DOSSIER – Les plantes dépolluantes

Quand on sait que l’air de nos intérieurs est très pollué et qu’on passe une grande partie de notre vie dans nos appartements, il vaut la peine de faire l’acquisition de quelques plantes, qui peuvent améliorer la qualité de l’air ambiant.

Une étude menée par la NASA en 1989 est revenue sur le devant de la scène ces dernières années. Bien que l’étude date, elle est encore aujourd’hui l’une des références dans le domaine. En effet, il semblerait, selon la NASA, que l’on peut débarrasser efficacement et sainement l’air des logements des agents toxiques liés à la pollution mais aussi aux produits d’entretien, aux peintures, etc.
Nous passons, en moyenne, 80% de notre temps, voire davantage l’hiver, dans des espaces clos. Chaque meuble ou objet que nous achetons dégage des toxiques. Nos activités également polluent notre air (fumée par exemple). Il vaut donc la peine d’acquérir quelques plantes pour vivre dans un environnement plus sain. Concrètement, il faudrait environ une plante dépolluante pour 10 m².

Des substances toxiques partout dans nos intérieurs
Nos habitudes de vie sont la première source de pollution: les produits ménagers que vous choisissez, le matériel de bricolage, la décoration et l’ameublement (on n’achète quasi plus de meubles en bois mais que de l’aggloméré). En fonction de leurs caractéristiques, les plantes dépolluantes peuvent nous débarrasser:
— du trichloréthylène, que l’on trouve dans les cartouches d’encre, les adhésifs, les peintures, les dissolvants. Les symptômes qui y sont associés sont l’excitation, les vertiges, le mal de dents et les nausées.
— du formaldéhyde, rencontré dans les sachets, papiers, nappes de table et plus généralement dans tous les matériaux synthétiques. Les symptômes sont l’irritation nasale, de la bouche et de la gorge.
— du benzène, un cancérogène que l’on trouve parfois dans la fumée de tabac, la peinture, les lubrifiants, les pesticides, les détergents et plus généralement dans les produits ménagers. Symptômes associés: irritation des yeux, somnolences, augmentation du risque cardiaque, mal de dents, confusion.
— de l’ammoniac, présent dans les nettoyants pour vitres, certains détergents pour le sol, les fertilisants, etc. Symptômes associés: toux, gorge irritée.
— du xylène, qu’on trouve dans la fumée de tabac, la peinture, mais aussi dans les vapeurs d’échappement de voiture.

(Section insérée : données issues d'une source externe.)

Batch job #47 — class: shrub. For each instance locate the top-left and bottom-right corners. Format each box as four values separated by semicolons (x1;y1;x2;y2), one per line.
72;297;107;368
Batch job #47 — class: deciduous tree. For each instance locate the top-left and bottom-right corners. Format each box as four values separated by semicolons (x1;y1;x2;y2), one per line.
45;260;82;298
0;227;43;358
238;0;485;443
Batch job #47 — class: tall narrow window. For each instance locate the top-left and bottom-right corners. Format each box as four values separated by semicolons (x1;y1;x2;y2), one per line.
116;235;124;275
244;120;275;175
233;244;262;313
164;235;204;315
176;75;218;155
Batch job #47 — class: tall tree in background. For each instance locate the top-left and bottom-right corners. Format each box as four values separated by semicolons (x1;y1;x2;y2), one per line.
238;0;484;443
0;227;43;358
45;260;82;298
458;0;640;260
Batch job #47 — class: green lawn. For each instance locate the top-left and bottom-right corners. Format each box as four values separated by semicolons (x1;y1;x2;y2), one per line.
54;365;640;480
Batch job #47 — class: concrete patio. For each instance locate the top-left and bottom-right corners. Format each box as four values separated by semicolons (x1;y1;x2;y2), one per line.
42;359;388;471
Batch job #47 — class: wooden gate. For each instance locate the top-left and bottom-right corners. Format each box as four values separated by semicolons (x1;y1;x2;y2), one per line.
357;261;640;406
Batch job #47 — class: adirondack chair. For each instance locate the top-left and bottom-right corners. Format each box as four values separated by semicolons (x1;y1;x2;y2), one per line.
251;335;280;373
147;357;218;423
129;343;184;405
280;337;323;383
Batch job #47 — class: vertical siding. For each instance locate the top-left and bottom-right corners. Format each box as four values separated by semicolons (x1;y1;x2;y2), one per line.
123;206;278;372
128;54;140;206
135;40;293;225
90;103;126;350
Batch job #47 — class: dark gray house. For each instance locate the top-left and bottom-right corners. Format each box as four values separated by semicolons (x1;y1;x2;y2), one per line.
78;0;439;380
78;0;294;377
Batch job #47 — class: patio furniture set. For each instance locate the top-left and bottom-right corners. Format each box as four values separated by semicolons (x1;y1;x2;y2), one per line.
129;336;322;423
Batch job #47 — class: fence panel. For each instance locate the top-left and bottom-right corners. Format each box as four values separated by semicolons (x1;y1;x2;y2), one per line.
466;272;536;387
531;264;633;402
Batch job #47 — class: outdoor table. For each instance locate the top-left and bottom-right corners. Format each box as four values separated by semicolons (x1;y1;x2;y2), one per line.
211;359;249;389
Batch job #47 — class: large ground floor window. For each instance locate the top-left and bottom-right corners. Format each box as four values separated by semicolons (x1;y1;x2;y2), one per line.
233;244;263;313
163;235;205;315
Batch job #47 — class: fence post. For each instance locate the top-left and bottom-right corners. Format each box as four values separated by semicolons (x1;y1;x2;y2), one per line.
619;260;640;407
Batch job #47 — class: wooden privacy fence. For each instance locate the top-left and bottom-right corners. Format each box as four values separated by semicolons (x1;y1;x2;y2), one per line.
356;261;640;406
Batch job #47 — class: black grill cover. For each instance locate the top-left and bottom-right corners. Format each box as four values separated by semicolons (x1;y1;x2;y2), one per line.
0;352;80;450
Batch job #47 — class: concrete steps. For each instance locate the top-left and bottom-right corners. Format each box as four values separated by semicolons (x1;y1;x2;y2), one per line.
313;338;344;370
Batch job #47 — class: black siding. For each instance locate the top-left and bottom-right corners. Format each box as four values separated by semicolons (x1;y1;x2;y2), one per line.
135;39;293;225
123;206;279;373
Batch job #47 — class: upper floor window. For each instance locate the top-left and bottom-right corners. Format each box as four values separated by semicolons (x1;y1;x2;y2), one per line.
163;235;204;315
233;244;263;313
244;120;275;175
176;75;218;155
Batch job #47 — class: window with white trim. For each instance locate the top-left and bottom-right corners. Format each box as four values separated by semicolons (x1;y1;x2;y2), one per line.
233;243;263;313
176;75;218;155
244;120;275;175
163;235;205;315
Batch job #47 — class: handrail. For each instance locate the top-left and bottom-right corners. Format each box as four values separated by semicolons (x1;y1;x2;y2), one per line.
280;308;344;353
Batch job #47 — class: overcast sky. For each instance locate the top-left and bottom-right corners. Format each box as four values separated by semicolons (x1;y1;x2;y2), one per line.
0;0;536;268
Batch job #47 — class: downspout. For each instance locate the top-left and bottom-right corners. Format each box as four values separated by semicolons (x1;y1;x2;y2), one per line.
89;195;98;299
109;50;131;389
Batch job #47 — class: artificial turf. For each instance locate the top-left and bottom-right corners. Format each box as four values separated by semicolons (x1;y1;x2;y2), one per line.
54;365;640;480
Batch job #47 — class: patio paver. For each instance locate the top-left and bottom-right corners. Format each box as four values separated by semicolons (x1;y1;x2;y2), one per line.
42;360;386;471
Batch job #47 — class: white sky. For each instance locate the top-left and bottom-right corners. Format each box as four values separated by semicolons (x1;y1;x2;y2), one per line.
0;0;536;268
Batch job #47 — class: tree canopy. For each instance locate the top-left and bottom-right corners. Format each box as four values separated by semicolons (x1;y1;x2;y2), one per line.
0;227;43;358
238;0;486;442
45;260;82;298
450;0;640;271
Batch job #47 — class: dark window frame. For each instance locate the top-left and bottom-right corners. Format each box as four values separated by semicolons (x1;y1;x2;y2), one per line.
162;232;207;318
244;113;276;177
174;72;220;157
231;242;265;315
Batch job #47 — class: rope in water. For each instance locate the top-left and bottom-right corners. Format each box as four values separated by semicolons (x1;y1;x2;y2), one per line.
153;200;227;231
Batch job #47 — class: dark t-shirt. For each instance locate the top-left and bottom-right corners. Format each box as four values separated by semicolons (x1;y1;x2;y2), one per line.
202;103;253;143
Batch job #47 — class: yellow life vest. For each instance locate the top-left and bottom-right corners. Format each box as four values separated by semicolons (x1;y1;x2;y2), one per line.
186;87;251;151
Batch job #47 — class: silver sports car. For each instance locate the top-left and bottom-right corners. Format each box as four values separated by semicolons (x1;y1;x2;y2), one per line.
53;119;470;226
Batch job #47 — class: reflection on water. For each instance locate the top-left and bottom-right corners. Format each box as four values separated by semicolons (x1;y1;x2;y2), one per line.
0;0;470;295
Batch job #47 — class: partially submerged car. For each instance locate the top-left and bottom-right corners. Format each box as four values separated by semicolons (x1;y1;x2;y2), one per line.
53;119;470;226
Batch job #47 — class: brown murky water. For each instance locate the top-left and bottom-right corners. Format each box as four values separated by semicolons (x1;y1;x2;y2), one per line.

Toutes ces substances sont en cause dans bien des déséquilibres. Elles peuvent notamment engendrer des troubles du sommeil, des vertiges, des irritations, des maux de tête et des nausées. Alors, même si cette étude est parfois critiquée, pourquoi ne pas essayer?

Efficacité totalement avérée
Pour Pierre-Yves Bovigny, maître d’enseignement à l’Hepia (Haute école du paysage, d’ingénierie et d’architecture de Genève), la dépollution par les plantes est totalement avérée, aussi bien à l’extérieur qu’à l’intérieur. «C’est totalement prouvé, de nombreuses études l’attestent. On utilise la dépollution par les plantes partout dans le monde. Dans notre école par exemple, nous avons développé des plantes permettant d’absorber la pollution des bords de route. Et, en ce qui concerne les plantes d’intérieur, on peut faire confiance à l’étude de la NASA», explique le spécialiste. Les plantes d’intérieur sont par contre exclusivement des plantes tropicales, puisque aucune plante indigène ne peut vivre en appartement.

Voici quelques plantes dites dépolluantes:
• le chrysanthème
• le spathiphyllum ou fleur-de-lune
• le dragonnier de Madagascar
• le sansevieria ou langue-de-belle-mère
• le lierre grimpant
• le dracaena massangeana
• le gerbera
• le palmier rustique
• le liriope muscari ou lily turf
• l’anthurium ou langue-de-feu
• le scindapsus aureus ou liane-du-diable
• le chlorophyton ou plante-araignée.
Des listes sont facilement disponibles sur internet.